With much fear, trepidation, teeth gritting, loin girding, and financial support from Dad ( to whom I shall dedicate this blog as a down payment to the substantial loan) I Jammie shuttled my way back to UCT;15 years after graduating; to do a Post Grad Certificate in Education[PGCE], to become ..dun dun dun…a teacher. I've been told by a number of people for years that I would be an amazing teacher, but I resisted and rallied against it due to the fact that I loathed school with its petty rules and regulation (nylon) socks and wanted no part in perpetuating the rot (my favorite phrase). I hated the smell of school corridors – sort of a peanut butter meets cheap disinfectant meets vomit stink. I hated the sound of the bell, even if it occasionally meant we could leave after it, there were still 11 or so bells before that – signaling us to move from one tired drudgery to the next. I wanted no part of it.

What changed? Well, I’ve been trying to figure that out all year. Studying again was fantastic – I took in so much more than the first time round and actually relished (okay relish is a strong word) but I took some pleasure in writing essays and attending lectures. People perpetually ask me “so why did you decide to go into teaching?” and I invariably stutter out some altruistic catch phrase like – “I get on well with young people” or “It’s the least I can do to effect real change” blah blah fishpaste. But to be honest I think I agreed to go into it because it was a) something I am already half qualified to do, b)I don’t have any other realistic ideas, c) it is something of a global passport should I ever manage to leave this place and finally d) I was really quite drunk when I agreed to do it. (not my fault).

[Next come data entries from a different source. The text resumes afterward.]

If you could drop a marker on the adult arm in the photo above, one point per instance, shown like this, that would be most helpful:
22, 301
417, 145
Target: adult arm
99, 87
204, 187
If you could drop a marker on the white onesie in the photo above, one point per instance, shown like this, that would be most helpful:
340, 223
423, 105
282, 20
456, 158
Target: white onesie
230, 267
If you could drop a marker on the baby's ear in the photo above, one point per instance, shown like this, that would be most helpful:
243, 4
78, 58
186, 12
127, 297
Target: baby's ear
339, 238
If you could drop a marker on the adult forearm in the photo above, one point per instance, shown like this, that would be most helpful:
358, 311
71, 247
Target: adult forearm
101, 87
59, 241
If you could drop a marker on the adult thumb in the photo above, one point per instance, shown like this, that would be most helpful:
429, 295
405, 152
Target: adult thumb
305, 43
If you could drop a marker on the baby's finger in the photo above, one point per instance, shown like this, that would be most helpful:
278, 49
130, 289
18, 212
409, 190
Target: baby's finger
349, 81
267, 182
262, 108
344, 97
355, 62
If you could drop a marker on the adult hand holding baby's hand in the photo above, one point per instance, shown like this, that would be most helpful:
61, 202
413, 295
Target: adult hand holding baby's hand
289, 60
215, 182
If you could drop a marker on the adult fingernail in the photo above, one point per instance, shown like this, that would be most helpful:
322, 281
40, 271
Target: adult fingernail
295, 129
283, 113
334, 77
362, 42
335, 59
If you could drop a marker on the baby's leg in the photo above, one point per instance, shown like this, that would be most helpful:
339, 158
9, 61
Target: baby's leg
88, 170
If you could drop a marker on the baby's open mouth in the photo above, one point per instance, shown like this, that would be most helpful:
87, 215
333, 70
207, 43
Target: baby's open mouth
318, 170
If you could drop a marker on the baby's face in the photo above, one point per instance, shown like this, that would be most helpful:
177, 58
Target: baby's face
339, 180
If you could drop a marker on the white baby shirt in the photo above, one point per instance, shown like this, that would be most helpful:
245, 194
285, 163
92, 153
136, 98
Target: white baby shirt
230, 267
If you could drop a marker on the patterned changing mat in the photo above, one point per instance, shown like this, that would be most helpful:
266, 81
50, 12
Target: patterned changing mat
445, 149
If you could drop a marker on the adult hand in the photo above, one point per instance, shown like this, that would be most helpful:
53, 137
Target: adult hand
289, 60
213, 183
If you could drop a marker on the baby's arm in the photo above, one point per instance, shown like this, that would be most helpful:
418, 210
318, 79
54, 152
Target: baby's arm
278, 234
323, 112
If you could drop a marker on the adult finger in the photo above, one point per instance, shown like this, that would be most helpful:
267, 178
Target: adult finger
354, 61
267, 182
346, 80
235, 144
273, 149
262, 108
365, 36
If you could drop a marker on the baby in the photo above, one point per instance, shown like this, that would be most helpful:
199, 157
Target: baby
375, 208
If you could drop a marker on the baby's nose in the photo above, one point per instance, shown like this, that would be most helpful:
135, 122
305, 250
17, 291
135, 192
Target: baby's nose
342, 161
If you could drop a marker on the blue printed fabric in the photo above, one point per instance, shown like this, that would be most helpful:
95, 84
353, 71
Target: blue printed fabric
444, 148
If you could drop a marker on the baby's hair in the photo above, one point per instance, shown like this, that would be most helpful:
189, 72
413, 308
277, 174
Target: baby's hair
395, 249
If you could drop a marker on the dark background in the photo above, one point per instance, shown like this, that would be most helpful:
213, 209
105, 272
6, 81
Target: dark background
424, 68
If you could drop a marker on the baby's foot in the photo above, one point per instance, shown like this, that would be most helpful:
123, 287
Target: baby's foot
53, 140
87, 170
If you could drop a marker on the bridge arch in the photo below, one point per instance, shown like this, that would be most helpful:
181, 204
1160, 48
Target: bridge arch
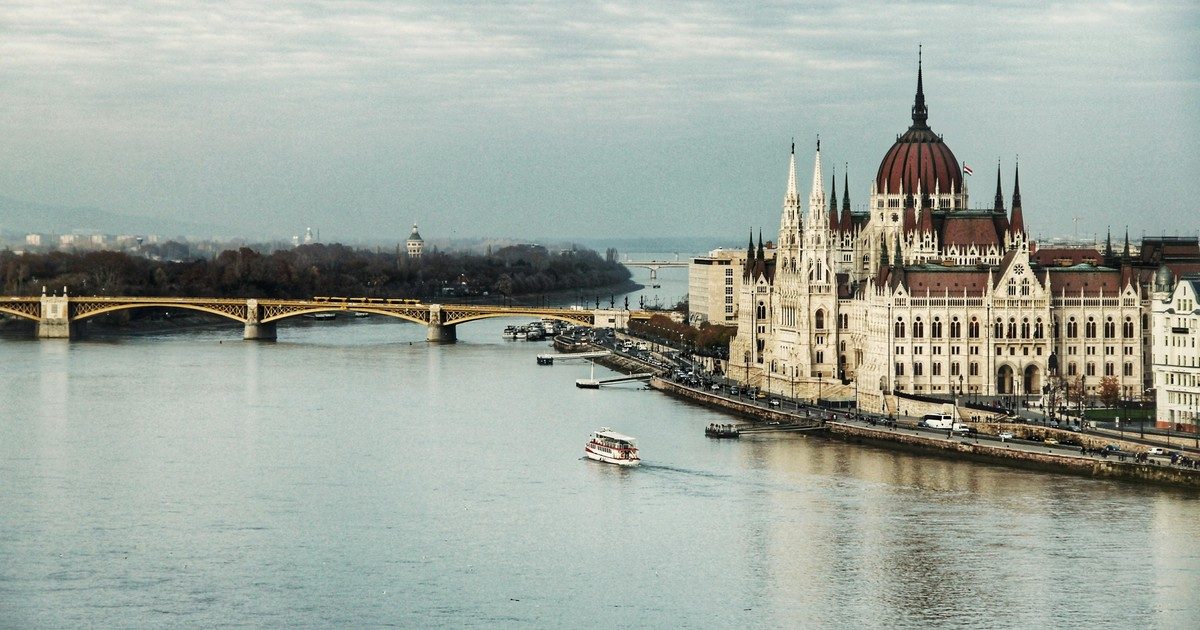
583, 321
184, 306
341, 309
19, 313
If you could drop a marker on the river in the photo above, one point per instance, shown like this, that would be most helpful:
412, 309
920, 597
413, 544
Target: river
354, 475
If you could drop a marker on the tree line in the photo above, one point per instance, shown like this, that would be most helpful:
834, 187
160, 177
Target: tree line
313, 270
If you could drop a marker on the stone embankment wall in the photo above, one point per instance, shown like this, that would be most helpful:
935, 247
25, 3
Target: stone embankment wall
963, 448
1003, 454
747, 409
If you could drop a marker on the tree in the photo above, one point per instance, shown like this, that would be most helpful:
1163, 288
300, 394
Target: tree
1110, 391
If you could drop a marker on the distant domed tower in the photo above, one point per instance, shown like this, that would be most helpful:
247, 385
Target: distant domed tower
415, 244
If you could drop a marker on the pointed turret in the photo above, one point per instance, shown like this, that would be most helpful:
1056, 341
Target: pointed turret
1000, 196
816, 199
833, 201
750, 253
792, 193
1018, 220
919, 114
847, 220
845, 189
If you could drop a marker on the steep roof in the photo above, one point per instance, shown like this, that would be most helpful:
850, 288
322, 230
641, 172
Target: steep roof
937, 281
964, 229
1086, 280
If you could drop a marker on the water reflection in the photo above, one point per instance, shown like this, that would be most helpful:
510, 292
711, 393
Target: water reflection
352, 459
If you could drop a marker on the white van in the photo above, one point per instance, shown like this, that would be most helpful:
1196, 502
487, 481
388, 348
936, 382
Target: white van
937, 420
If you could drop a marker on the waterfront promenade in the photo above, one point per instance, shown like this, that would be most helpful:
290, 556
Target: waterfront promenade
1098, 455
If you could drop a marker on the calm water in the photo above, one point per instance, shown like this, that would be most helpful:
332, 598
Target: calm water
353, 475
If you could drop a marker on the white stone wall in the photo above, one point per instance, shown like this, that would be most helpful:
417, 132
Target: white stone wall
1176, 352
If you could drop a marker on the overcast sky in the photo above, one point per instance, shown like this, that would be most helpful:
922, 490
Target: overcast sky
610, 119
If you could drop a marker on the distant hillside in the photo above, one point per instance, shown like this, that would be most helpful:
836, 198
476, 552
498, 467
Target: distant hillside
19, 217
683, 245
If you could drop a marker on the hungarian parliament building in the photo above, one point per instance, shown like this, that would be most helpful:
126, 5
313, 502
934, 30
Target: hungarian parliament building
925, 294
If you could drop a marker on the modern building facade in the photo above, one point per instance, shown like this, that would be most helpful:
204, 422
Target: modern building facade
1176, 352
924, 293
714, 282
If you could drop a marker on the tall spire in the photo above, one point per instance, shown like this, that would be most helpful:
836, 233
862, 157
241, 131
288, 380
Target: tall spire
847, 221
816, 201
833, 193
791, 177
919, 114
750, 252
1018, 220
1000, 196
1017, 185
845, 190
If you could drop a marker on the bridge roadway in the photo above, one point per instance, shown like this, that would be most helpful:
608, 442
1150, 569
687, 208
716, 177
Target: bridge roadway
654, 265
58, 316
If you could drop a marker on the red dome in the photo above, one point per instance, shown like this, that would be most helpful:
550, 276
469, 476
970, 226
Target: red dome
919, 156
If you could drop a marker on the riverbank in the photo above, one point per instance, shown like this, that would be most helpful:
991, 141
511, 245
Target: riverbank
1006, 453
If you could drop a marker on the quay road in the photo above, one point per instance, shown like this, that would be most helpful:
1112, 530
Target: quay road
671, 364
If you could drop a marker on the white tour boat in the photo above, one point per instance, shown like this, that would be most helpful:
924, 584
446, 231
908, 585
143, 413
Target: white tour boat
607, 445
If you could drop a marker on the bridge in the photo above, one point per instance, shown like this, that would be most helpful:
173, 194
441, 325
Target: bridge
655, 265
58, 316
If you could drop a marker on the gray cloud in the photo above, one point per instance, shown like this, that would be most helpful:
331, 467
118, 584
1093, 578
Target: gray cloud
600, 118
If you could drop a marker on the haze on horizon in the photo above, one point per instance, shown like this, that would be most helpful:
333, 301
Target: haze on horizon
603, 119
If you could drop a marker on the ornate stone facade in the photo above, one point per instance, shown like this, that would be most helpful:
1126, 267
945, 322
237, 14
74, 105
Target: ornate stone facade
924, 294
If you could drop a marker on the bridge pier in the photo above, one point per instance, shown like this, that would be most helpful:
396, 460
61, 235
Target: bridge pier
55, 322
442, 334
257, 331
437, 331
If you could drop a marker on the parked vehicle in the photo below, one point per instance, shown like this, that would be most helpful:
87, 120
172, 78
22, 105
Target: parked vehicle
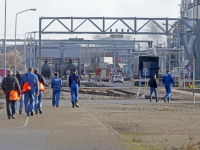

So now I’m a teacher. Talk about global disasteryness. I have to admit though, I kinda dig it. I do in fact get along well with young people, and that the fact that education in this country is in such shattered tatters, maybe, just maybe I can make a difference – even if it’s to one kid at a time. Hells! Is this a whiff of altruism mixing with the peanut buttery odor that has become my life?

People in the Education industry have almost as much self importance as in the film industry but this time its really quite valid – in some instances anyway. Behind the chest puffing, the endless meetings about meetings, and the implicit hierachry within a school, these people have made the decision to do one of the most vital of tasks in society – to educate the youth. Even if one looks at it as a form of artful colonization, the fact that these people are there, earning what they are (pitifully) means that there is or was some passion and compassion in their hearts and minds. Hey! Me too!

It’s really like any other System. You have to deal with a ton of bureaucratic bullshit before any real change or progression can be demonstrated, which naturally leads to stagnation and mistrust in teachers and school administrators. I’ve been teaching for less than a year now and already I find myself weary and disillusioned. What helps me get up at such a god-awful time in the morning every day, is the relationships I have made. I adore my learners. They are not just a sea of vacuous faces waiting to be fed knowledge. In fact most of them couldn’t give a damn about gaining any knowledge at all – but I have made an (initially unconscious) effort to know them individually, to have a relationship with them that goes beyond school and overdue essays and DT’s.

I worry a lot that this may be a ridiculously naive approach which could lead to either me burning out completely after a year or two ; or the learners literally treating me only as a peer and not someone they should respect, who is worthy to be learned from. And shouted at by.  However any other way of approaching this would be forced for me. This is my natural way – and probably why all those people urged me to start teaching in the first place. We shall see soon enough.

My intention for this blog is not to make it all about the politics of education and  potentially dry, academic debate, but just to open a window to it as part of my life and thoughts, whims and musings.